There and Back Again: A Visit to Canoa Quebrada

It was around 7:15 am when I caught the first bus heading to the Papicu Terminal near my friend’s place in Fortaleza.  From here it would take 2 more hours to actually get out of the city to a hitchhiking spot.  Bus transport here is as horrible as LA, worse because they’re often jam packed with people.  I barely squeezed onto the final bus I was taking out to Pedras (line 621 from Messejana Terminal), hoping to jump off close to BR-116 to hitch towards Canoa Quebrada, a popular beach village just under 200 km away.

canoa quebrada

Mostly I was interested in hanging out in Canoa Quebrada for the day, but it served as a double test for how to hitchhike out from this end of town, since I’d have to go the same route to get to Natal. Usually you don’t get to test out spots like that, but I thought I’d take advantage of the opportunity without having to lug along my giant backpack.  I had to walk some ways down from where I hopped off the bus and search around a bit for a spot, but once I did find a place a ride appeared quite quickly.

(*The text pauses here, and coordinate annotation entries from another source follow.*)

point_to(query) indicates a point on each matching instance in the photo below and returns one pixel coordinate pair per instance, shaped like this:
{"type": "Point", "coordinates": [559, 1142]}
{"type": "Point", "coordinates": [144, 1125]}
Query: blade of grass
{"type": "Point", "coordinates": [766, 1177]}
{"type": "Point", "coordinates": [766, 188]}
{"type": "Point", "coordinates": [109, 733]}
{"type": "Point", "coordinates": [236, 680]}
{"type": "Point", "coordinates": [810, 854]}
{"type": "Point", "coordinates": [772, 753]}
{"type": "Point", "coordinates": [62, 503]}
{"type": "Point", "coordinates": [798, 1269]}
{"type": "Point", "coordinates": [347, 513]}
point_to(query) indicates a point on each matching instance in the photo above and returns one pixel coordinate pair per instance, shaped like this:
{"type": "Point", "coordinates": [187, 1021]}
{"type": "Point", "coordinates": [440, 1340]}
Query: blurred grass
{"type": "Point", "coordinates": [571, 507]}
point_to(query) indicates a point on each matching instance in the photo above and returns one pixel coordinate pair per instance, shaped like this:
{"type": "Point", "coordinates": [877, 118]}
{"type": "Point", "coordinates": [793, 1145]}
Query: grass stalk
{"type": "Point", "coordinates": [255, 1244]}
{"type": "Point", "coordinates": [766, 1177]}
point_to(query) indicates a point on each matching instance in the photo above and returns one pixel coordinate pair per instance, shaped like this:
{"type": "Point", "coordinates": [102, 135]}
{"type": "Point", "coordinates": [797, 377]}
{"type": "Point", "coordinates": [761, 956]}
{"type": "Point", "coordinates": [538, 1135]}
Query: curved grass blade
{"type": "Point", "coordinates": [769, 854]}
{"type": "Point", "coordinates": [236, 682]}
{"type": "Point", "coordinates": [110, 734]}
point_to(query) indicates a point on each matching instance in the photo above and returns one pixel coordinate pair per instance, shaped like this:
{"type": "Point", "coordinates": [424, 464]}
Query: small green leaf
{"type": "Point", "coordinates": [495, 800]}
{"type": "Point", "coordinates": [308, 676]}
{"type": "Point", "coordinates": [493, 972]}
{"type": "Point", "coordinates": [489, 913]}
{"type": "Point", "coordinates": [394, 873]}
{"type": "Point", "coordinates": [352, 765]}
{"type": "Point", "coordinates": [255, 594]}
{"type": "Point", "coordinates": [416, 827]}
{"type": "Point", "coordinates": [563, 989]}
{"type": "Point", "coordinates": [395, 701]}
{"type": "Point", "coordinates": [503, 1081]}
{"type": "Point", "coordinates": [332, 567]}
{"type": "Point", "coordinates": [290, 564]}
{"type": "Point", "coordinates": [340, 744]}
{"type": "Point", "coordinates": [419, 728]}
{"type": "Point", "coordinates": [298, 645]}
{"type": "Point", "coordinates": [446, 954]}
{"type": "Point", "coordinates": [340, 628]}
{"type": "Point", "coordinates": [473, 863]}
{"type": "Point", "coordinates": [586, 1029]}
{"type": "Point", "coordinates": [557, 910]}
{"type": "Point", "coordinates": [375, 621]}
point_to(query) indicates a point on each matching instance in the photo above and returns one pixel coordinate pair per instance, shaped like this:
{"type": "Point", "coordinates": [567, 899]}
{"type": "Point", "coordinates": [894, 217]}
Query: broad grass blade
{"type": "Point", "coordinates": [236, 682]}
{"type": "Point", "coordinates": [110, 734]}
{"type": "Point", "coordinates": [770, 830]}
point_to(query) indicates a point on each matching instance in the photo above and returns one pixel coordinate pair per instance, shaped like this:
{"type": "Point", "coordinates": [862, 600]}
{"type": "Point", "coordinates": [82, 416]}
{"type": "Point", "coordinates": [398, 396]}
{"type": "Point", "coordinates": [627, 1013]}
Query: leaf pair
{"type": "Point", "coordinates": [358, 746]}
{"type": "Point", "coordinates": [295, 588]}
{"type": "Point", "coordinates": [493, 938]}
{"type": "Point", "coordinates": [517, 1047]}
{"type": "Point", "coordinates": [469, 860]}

beach umbrellas, canoa quebrada, brazil

Three lifts later and I was heading onto the beach from the cute cobblestoned streeted village.  It was a Tuesday afternoon so naturally the place was fairly empty, though there were still a good number of people to be found on the beachside restaurants and underneath the umbrellas.   This was certainly a much milder version of beach village than Jericoacoara, just a few kitesurfers, some people riding horses, and rickety sailboats heading out for tours in hopes of spotting turtles.

canoa quebrada, barcos, boats

The place is littered with old and picturesque boats — perhaps the broken canoes that give the place its name.

castle beach house, canoa quebrada, brasil

I climbed up into the hills amongst the houses perched overlooking the coean, walking to the far end where a cool red and yellow passarela wound along the cliff’s edge.  Almost all of the houses are super cute, many with palm thatched roofs.  There’s also large pousadas, with people sunbathing beside the pools and sipping drinks from the bar.  This part of Brazil is really perfect for doing nothing but hopping from beach to beach, drinking caipirinhas along the way.

canoa quebrada passarela

On my way out, I decided to check out the center.  There’s a street called Broadway, lined by a stretch of beach souvenir and clothing shops as well as an impressive array of restaurants and bars.  I imagine the place is quite happening in the evening hours when the beach closes down and I mildly regretted that I was planning on heading back to Fortaleza.

canoa quebrada broadway

Having spent absolutely no money to arrive, a savings of at least 50 reais, I rewarded myself by buying an acarajé, a traditional food from Bahia, since I’d been craving something spicy.  I ate it while I walked towards the end of town to catch a ride.  My slight fears of being stuck somewhere in the dark were totally unfounded and I got a lift first to a gas station outside the closest town, Aracati, and within a minute of getting out was already in another vehicle heading to Fortaleza.

acarajé, brazilian food, canoa quebrada

The guy dropped me off right at my friend’s building, saving me the obnoxious bus transfer/ride nightmare I’ve come to associate with all Brazilian cities.  He even offered me a ride to Natal the next day as he was returning directly to Recife — we’ll see if that pans out.